The participants received cognitive testing, oral glucose tolerance testing, blood collection, and a lumbar puncture before and in the fourth week of the diet. Insulin, glucose, and blood lipids were measured, as well as CSF amyloid beta protein (a couple of types), tau protein, apolipoprotein E, and F2-isoprostanes (omega-6 derived marker of inflammation and oxidative stress).
Okay. So the HIGH diet increased insulin resistance (measured as insulin area under the curve, which is nice), and the LOW diet decreased it (far more so in the healthy controls than the mild cognitive impairment folks, which is interesting). On the HIGH diet, LDL went up by 20 points in the MCI patients and less than 10 points in the healthy controls. LDL dropped 20 points on the LOW diet in MCI folks and 15 points in the controls. Not surprisingly, HDL went down on the LOW diet (by 4 points in controls and 8 points in MCIs) and up on the HIGH diet (about 4 points for both).

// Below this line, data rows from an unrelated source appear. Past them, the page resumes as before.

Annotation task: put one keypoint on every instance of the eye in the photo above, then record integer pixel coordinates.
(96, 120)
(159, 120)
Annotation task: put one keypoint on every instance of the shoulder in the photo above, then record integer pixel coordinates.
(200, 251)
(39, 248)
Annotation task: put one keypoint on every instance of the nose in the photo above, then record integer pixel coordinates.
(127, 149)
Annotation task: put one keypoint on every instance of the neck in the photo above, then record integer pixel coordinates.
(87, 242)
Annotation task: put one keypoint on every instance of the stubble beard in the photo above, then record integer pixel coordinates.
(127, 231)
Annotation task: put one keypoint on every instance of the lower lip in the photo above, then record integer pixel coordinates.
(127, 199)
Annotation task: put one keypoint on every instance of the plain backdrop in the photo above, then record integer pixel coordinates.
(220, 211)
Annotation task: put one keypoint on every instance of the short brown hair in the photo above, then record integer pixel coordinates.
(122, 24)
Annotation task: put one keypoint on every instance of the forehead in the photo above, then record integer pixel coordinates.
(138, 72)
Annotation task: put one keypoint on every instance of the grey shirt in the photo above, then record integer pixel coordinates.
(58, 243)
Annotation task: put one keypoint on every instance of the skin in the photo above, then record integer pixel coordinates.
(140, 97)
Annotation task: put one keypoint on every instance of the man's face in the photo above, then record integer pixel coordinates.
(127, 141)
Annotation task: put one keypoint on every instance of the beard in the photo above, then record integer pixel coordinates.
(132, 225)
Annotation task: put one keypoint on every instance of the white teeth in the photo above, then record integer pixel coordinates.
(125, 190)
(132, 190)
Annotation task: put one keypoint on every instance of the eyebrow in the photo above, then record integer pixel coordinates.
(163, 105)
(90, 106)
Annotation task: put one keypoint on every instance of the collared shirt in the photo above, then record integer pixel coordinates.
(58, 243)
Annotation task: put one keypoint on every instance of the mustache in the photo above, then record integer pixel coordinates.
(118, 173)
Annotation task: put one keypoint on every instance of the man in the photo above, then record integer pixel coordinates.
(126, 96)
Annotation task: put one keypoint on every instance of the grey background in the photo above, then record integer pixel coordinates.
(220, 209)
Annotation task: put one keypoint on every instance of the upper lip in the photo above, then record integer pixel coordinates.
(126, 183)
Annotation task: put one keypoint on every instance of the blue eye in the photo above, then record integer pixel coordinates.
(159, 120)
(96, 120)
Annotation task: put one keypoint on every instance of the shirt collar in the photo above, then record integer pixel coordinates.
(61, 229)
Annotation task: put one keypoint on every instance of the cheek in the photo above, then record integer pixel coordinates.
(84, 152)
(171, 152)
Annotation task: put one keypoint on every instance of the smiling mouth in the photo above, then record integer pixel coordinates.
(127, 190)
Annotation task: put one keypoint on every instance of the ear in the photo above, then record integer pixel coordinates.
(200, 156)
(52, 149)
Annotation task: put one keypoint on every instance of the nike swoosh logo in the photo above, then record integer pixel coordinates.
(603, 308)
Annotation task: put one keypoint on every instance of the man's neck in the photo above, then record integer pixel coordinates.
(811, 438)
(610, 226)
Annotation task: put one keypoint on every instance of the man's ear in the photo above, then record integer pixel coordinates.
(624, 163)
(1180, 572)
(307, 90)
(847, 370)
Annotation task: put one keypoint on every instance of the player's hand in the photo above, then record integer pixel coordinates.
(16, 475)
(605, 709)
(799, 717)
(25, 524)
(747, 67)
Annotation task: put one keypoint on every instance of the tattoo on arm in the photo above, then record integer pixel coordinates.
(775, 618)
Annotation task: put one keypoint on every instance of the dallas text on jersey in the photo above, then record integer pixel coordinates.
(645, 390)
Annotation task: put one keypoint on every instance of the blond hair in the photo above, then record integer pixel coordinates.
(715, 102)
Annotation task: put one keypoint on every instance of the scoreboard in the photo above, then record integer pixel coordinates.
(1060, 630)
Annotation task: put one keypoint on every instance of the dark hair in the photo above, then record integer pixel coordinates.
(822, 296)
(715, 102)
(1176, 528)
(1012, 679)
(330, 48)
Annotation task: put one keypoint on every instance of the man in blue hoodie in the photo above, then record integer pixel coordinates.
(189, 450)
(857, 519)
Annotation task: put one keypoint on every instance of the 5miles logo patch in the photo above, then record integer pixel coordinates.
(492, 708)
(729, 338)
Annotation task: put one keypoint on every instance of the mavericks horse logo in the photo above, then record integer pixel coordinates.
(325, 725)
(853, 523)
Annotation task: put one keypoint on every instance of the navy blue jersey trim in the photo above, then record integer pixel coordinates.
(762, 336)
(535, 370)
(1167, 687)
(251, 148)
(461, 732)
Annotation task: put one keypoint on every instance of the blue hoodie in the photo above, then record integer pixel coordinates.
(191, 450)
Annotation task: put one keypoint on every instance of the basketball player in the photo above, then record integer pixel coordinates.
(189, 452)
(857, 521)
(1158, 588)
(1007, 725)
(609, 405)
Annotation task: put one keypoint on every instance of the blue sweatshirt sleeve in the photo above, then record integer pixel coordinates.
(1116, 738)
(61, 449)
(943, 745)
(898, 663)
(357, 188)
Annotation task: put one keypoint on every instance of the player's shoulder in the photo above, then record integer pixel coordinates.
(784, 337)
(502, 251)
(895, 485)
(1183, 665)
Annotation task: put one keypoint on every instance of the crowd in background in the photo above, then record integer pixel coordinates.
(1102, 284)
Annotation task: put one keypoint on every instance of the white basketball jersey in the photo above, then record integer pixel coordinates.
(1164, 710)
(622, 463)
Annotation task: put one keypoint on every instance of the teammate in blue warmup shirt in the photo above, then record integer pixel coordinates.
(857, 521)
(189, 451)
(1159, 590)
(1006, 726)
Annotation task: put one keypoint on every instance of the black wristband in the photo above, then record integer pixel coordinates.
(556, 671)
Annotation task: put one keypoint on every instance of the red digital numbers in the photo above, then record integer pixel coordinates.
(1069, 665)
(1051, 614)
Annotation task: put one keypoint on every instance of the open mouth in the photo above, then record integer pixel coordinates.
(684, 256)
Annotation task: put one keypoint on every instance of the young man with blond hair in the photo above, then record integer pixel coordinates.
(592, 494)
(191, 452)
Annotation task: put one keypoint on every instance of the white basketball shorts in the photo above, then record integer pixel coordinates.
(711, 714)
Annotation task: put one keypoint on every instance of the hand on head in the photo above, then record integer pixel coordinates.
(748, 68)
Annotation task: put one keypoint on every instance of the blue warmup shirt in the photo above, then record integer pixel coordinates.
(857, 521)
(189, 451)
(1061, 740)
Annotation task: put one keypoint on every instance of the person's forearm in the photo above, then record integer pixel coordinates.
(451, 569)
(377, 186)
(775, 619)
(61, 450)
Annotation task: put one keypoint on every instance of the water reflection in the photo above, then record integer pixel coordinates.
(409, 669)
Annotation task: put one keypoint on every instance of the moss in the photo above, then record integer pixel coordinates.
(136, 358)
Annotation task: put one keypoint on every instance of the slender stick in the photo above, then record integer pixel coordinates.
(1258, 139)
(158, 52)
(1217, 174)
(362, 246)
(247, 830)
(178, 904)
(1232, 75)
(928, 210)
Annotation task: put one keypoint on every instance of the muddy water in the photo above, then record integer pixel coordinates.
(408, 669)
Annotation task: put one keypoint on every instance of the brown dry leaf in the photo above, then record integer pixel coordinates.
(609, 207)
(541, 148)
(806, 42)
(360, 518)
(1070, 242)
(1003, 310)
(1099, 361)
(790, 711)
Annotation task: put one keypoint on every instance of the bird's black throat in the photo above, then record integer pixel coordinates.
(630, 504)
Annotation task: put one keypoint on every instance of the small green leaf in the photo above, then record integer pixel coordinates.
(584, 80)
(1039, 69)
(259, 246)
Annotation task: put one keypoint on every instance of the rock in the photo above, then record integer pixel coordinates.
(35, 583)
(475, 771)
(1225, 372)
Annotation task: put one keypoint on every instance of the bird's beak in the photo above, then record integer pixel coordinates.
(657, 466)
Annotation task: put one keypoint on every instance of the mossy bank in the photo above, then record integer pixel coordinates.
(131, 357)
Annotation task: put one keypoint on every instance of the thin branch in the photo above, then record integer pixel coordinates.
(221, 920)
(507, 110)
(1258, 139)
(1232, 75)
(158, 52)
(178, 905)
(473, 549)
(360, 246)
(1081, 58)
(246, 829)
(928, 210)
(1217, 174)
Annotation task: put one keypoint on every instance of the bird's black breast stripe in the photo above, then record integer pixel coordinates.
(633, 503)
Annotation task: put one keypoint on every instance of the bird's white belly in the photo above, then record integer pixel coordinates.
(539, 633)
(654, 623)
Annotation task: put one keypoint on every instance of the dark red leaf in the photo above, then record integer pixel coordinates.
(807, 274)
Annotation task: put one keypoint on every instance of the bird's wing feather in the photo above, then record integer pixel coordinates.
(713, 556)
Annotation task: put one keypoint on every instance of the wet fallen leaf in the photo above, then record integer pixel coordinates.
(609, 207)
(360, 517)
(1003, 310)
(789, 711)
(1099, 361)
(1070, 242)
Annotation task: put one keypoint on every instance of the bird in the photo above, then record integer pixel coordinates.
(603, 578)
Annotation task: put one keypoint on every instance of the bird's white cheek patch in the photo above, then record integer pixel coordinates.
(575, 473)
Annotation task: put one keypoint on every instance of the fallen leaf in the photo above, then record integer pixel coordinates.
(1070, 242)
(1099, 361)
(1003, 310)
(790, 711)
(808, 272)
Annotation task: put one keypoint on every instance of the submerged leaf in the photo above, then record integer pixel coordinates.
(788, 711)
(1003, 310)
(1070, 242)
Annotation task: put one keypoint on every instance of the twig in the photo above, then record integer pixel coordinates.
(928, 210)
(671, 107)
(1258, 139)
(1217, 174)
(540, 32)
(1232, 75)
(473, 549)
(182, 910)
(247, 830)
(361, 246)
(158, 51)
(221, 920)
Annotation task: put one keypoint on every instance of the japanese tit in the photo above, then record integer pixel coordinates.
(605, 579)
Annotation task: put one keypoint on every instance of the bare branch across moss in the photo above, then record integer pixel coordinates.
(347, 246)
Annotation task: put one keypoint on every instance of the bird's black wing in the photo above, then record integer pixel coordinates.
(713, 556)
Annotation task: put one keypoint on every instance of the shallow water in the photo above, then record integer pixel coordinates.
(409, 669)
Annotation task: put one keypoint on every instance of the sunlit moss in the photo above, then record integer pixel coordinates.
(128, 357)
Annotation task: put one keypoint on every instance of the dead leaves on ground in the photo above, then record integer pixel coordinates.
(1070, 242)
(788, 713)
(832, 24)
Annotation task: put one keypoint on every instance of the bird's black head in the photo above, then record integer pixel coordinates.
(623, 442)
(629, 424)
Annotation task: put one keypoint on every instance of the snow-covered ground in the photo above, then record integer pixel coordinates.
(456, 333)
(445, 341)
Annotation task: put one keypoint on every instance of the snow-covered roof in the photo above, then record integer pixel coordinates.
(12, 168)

For some weird reason, the researchers used LDL/HDL ratio instead of the more standard total cholesterol/HDL ratio, and that went down in the LOW folks and up in the HIGH folks.
With respect to cognitive testing, everything was a wash except some mild improvement in "delayed visual memory" scores that were better on the LOW group than in the HIGH group.
In controls, CSF amyloid protein went down on the LOW group and up in the HIGH group. In the MCI folks, amyloid went up in the LOW group (which would fit the general model that amyloid beta is a last ditch desperate substitute for cholesterol in those with a dementing process going on) and remained the same in the HIGH group (the authors interpreted this as pathology was already advanced in the MCI group so dietary interventions couldn't make it much worse). CSF ApoE in controls stayed the same in the control LOW group and increase in the MCI group (again - ApoE drags cholesterol into the brain - likely to increase on a low fat diet if the brain is fat-starved) - ApoE went down in both control and MCI groups on the HIGH diet (the authors considered this to be a bad sign for the HIGH diet. I'm not so sure. If you need more ApoE, the inefficient ApoE4 will be found wanting…) CSF insulin dropped in the controls on the LOW and HIGH diets - in the MCI folks insulin increased on the LOW and stayed the same on the HIGH. Since low CSF insulin is associated with Alzheimer's, the researchers considered low insulin bad. F2-Isoprostanes decreased in both groups on the LOW diet and increased in controls on the HIGH diet (but not in MCI folks).
Yeah. I don't know what to make of it either. The authors seemed to think it was a ringing endorsement for the LOW diet. "For healthy adults, the HIGH diet moved CSF biomarkers in a direction that may characterize a presymptomatic stage of [Alzheimer's disease]… the AD biomarkers were unaffected by the HIGH diet for adults with [mild cognitive impairment], possibly because more extreme intervention is needed to exacerbate already-exant pathologic processes." And, shucks, if the HIGH diet was all industrially-fried pork rinds and chocolate cake with hydrogenated frosting, I wouldn't doubt it.
We'll see if more information comes from my email (I hope so!). Otherwise, I think this study serves as another example to show that diet is important, but that research is pointed in the direction of macronutrients rather than the quality of the food, thus we can't really make useful conclusions.
(This paper also states that cholesterol does not cross the blood brain barrier in a healthy brain - Seneff et al suggest that transcytosis of LDL across the BBB is conclusively proven in this paper.)